Wie viele Jesiden sich tatsächlich noch auf dem etwa 40 Kilometer langen und 20 Kilometer breiten Bergrücken befinden, ist schwer abzuschätzen. Karim Sinjari, der Innenminister der autonomen Region Kurdistan, sprach am Mittwoch gegenüber SPIEGEL ONLINE von noch rund zehntausend Menschen. Genau festlegen wollte er sich aber nicht. "Das Gelände ist sehr unübersichtlich, zudem kommen in den Nächten Gruppen von Flüchtlingen hinzu, andere wiederum verlassen die Berge", so der Politiker.

Der Innenminister sendete einen dramatischen Hilferuf an die westliche Welt. Laut seinen Angaben stünden nur drei funktionierende Helikopter für die Evakuierung der schwächsten Flüchtlinge bereit. "Ohne Helikopter aus dem Ausland sind die Menschen auf dem Berg verloren", sagte Sinjari.

Neuer Drohnenangriff auf IS-Stellung

Der TV-Sender CNN zitierte einen hohen IS-Kommandeur, die Milizen hätten etwa hundert Frauen und Kinder der Jesiden aus dem Sindschar-Gebirge entführt. Die Entführten befänden sich in der Stadt Mosul im Nordirak. CNN fügte allerdings hinzu, die Behauptung lasse sich nicht durch unabhängige Quellen bestätigen.

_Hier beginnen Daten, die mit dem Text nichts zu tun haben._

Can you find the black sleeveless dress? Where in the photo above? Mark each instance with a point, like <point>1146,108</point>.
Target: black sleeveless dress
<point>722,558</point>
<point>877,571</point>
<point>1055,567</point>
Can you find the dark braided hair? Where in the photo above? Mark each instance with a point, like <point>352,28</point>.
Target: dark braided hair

Unterdessen setzte das US-Militär seine Luftangriffe gegen die sunnitischen Milizen fort. Eine Kampfdrohne habe am Mittwochabend (Ortszeit) einen mit Waffen ausgerüsteten Lastwagen westlich von Sindschar angegriffen und zerstört, teilten die Militärs mit.

Die im Nordirak gegen die Extremisten kämpfenden Kurden sollen Militärhilfe aus Europa erhalten. Als erstes EU-Land kündigte Frankreich an, wie die USA Waffen an die Kurden zu liefern. Die Bundesregierung schließt inzwischen auch Waffenlieferungen nicht mehr aus. In der Koalition ist das aber hoch umstritten.